Spray drying is widely used in drying of colloidal particles contained in colloidal suspensions. It comprises of complex processes involving multiple coupled mechanisms that can result in dried droplets of different morphologies depending on the drying conditions. Despite being well documented, many questions arising regarding spray drying of droplets need to be addressed. This means improving our fundamental understanding of the various mechanisms involved in drying and how the drying process can be optimized to realize droplets with desirable morphologies.
To this note, Dr. Benjamin Sobac (Postdoctoral Research fellow), Zakaria Larbi (PhD Student), Professor Pierre Colinet, and Professor Benoit Haut from the Université libre de Bruxelles in Belgium performed an analysis of drying of a spherical drop of a colloidal suspension based on mathematical modeling. Unlike the previous works that focused on phenomena occurring in one of the two phases, this study is quite innovative. The realistic heat and mass transport phenomena were taken into consideration in both the drop and the surrounding gas. The work is published in the journal, Colloids and Surfaces A: Physicochemical and Engineering Aspects.

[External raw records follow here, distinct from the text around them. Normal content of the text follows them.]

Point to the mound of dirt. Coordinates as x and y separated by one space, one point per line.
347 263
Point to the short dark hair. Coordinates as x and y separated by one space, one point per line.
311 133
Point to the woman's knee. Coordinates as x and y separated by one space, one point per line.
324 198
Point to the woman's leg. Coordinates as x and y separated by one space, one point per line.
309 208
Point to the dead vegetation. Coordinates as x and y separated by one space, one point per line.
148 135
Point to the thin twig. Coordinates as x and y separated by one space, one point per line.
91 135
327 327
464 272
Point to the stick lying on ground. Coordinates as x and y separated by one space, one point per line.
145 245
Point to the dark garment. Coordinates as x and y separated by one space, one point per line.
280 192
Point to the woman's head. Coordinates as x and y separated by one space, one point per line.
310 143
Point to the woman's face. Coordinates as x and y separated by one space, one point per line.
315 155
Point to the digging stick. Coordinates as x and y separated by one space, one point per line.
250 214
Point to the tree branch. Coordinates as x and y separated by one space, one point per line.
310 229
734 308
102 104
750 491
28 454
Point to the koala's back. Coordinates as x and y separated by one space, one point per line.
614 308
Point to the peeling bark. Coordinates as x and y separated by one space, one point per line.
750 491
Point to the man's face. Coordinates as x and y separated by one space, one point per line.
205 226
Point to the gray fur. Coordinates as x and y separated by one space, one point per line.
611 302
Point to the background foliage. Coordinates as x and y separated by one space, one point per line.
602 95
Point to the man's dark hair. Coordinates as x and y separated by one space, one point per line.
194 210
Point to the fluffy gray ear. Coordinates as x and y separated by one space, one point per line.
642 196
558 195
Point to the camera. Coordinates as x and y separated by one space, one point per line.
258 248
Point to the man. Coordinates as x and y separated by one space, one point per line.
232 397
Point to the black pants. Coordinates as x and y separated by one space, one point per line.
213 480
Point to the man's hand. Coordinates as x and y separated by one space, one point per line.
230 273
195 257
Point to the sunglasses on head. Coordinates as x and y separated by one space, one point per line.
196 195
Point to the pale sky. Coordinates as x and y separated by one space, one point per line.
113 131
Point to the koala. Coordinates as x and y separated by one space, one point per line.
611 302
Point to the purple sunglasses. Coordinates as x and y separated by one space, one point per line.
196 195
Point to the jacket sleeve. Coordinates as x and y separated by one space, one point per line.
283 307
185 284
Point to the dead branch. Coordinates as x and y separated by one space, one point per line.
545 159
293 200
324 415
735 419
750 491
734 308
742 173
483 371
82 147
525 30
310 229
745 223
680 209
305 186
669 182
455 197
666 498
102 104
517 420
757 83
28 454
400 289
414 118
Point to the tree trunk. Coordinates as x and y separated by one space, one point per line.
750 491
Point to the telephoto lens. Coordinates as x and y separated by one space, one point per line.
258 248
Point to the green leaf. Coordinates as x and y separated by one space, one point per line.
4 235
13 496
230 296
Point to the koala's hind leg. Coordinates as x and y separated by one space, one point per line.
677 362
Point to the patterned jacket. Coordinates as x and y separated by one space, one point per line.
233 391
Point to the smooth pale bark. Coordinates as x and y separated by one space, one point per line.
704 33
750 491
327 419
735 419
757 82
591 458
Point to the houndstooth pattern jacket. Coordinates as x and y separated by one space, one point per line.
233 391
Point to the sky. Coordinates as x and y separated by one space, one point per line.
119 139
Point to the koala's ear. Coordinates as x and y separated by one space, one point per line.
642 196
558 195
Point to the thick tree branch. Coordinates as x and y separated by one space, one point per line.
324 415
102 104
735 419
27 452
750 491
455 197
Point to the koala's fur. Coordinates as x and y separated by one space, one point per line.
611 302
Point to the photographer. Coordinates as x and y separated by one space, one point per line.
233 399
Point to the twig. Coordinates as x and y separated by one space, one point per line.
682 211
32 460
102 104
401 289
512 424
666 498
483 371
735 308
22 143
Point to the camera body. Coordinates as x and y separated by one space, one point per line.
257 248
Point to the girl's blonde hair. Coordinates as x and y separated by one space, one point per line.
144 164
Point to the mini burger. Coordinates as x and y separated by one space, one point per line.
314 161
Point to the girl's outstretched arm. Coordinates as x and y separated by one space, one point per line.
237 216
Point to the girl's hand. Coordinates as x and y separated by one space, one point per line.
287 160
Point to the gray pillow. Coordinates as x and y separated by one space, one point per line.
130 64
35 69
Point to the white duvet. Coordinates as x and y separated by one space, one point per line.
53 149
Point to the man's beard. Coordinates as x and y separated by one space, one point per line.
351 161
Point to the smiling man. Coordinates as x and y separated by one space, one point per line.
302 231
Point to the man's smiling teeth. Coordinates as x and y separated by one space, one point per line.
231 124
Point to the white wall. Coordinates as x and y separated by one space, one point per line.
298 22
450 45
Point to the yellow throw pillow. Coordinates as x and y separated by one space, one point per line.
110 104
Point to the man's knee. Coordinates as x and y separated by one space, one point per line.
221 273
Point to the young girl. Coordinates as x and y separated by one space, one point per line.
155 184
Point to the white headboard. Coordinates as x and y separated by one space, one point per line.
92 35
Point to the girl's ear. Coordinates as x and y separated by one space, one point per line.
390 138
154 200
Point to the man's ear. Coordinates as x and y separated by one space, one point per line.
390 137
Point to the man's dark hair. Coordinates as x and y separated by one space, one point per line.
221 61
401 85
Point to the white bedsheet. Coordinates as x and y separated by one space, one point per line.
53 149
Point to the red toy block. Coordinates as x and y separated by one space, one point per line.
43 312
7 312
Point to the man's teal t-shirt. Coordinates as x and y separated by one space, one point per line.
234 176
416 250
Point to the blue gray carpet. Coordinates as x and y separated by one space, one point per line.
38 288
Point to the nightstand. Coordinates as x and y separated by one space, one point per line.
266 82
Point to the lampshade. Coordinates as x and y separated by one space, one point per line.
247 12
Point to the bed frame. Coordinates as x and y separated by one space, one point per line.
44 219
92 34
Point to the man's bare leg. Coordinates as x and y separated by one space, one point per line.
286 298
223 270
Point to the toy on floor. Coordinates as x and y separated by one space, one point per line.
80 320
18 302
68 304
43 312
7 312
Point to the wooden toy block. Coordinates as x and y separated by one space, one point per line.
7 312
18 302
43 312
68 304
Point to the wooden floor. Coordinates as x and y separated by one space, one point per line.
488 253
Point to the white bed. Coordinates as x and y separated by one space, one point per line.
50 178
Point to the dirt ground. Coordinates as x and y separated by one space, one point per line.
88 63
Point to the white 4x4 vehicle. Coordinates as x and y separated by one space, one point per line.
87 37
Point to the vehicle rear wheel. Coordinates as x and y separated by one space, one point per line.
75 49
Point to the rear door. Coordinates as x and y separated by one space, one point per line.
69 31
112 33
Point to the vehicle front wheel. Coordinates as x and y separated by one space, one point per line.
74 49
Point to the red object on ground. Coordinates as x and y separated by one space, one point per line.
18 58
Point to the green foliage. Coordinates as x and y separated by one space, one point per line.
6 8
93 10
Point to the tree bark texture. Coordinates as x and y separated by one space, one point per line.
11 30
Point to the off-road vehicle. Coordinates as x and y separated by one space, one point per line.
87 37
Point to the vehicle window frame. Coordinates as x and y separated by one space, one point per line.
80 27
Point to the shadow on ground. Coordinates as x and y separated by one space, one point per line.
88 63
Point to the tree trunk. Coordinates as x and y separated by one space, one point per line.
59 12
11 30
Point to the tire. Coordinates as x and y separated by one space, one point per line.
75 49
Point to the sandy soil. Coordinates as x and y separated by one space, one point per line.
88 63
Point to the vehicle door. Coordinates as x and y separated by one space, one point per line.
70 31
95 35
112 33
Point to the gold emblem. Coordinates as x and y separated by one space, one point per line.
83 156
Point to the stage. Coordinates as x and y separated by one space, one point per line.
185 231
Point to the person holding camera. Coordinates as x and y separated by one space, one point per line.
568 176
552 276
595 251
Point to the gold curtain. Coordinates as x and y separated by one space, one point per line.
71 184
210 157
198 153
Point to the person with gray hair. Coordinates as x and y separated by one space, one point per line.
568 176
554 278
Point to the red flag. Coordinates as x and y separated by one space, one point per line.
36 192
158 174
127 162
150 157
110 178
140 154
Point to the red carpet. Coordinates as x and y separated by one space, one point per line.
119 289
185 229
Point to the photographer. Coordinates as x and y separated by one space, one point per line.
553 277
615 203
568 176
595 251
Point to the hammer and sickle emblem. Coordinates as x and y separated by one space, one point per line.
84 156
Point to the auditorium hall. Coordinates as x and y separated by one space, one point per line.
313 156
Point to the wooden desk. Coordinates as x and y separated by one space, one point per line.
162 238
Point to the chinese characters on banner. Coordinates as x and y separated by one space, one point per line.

Through this approach, a new Péclet number independent on the drop size was introduced. The Péclet is the dimensionless number found to have a significant influence on the dynamics of the colloids inside the drop. For instance, while a drop dries with a homogeneous concentration in particles within it for small values of the Péclet number compared to 1, larger values result in important gradients. Previously, the Péclet number was generally assumed to be proportional to the square of the drop diameter but, in this work, the authors predict that this number depends actually only on the diffusion of colloids within the solvent and the evaporation conditions. Moreover, a new equation was derived to evaluate Darcy’s stress emanating in the drop during the drying process. Contrary to the previous works, Darcy’s stress applied at the dense zone was predicted to diverge at the end of the consolidation stage.
Additionally, the modeling comprised of three different levels of decreasing complexity regarding the particle transport within the drop. First, the general model was the most complex. It involved a diffusion coefficient of the particles depending on their volume fraction. Secondly, the other two simple models considered either diffusive transport of the particles with a constant diffusion coefficient or the total absence of the diffusive particles inside the drop respectively. Finally, the results from all three modeling approaches were compared to provide insights on the level of complexity required, depending on the system parameters and properties to achieve the desired results and particularly in evaluating Darcy’s stress.
By comparing the three models, the research team was able to tell when it was necessary to take into account the interaction between the particles to describe the systems accurately. The first simplified model estimated the results of the general model with high accuracy for Peclet numbers smaller than 1 and larger than 100. On the other hand, the second simplified model provided favorable results for Peclet number large than 100 only. However, the simplified models were inadequate for the prediction of the dense zone formation time. Thus, the study provides an understanding of the complexity level needed to effectively quantify modeling properties based on the system parameters. In a statement to Advance in Engineering, Dr. Benjamin Sobac, first author noted that their study will be followed with investigations of potential mechanical instabilities in the systems.
Sobac, B., Larbi, Z., Colinet, P., & Haut, B. (2019). Mathematical modeling of the drying of a spherical colloidal drop. Colloids and Surfaces A: Physicochemical and Engineering Aspects, 576, 110-122.